Staff development activities to enable staff to acquire and maintain support skills in VMware ESX Server have included specific training, experience in day to day support of the ESX hosts and guests and participation in the VMware on-line peer support communities.

Linux timekeeping - The Linux kernel used in SUSE Linux 8 suffers from severe timekeeping problems when running as a guest machine, losing up to 10-15 seconds per minute. This is largely due to the default settings of the kernel, polling the hardware for time thousands of times per second. This heavily interrupt driven workload is not handled well by VMware which cannot keep up with the requests, resulting in the guest losing time., although overall guest and host performance is not affected.

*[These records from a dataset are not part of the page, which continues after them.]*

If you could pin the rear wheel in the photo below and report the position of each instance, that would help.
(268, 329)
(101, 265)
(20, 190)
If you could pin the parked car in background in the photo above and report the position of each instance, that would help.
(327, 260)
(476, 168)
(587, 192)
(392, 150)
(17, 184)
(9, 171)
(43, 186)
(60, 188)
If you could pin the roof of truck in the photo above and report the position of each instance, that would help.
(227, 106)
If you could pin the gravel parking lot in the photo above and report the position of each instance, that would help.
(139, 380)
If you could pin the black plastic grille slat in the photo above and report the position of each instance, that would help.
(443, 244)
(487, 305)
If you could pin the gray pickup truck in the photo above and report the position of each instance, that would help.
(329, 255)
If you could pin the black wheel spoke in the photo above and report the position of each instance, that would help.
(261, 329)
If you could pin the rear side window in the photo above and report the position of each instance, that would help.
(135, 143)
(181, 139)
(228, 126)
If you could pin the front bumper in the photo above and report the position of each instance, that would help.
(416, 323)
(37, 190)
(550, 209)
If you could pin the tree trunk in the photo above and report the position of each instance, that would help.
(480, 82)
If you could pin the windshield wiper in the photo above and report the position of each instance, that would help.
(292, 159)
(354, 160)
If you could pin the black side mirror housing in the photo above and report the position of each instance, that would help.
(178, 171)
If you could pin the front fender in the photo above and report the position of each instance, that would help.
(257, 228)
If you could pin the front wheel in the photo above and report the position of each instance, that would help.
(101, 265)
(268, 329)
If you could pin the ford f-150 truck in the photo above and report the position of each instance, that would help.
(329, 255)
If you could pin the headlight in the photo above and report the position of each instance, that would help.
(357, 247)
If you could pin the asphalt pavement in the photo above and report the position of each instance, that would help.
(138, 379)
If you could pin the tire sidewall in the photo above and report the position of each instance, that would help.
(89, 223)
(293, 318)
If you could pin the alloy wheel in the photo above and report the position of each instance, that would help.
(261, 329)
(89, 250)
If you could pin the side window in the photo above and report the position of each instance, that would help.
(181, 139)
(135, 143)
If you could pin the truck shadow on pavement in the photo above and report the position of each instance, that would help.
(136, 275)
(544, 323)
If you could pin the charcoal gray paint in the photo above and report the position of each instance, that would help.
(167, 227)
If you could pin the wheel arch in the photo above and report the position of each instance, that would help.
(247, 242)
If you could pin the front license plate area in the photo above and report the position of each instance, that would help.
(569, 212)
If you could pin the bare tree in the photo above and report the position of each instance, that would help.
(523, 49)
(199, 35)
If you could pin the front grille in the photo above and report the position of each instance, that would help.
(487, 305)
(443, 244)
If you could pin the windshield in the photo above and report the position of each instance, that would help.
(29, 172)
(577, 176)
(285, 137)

Automatic time synchronisation cannot be used as the rate of loss is so severe. The problem can be worked around be forcing frequent time correction using a ‘brute force’ utility that will set the time regardless of the difference. The solution to the problem requires recompiling the Linux kernel with a lower polling rate (100Hz is recommended as adequate).

Risks

Impact of host failure - The most obvious risk is the impact of the failure of a single host machine. One host failure could result in the loss of availability of at least 10 servers. The use of highly redundant hardware would prevent downtime due to component failure for the majority of problems. The additional cost of redundant components is affordable due to the savings made by server consolidation. The use of 4+4 hour support should ensure that hardware problems are dealt with quickly.

Where the use of redundant components fails to prevent a host from failing the guests on the server will fail too. In this case the guests could quickly be loaded on other ESX hosts and run on them while the host is repaired. This may result in reduced performance as the remaining hosts will be running more guests than normal. If all the hosts reach full capacity then it may be possible to shut some guests down to allow more critical guests from the downed host to run.

To enable this, a dedicated VLAN would be needed for VMware ESX guests to avoid needing to reconfigure network settings as guests move between hosts. All hosts should be able to access all the SAN volumes used by VMware to provide the greatest flexibility possible when relocating guests.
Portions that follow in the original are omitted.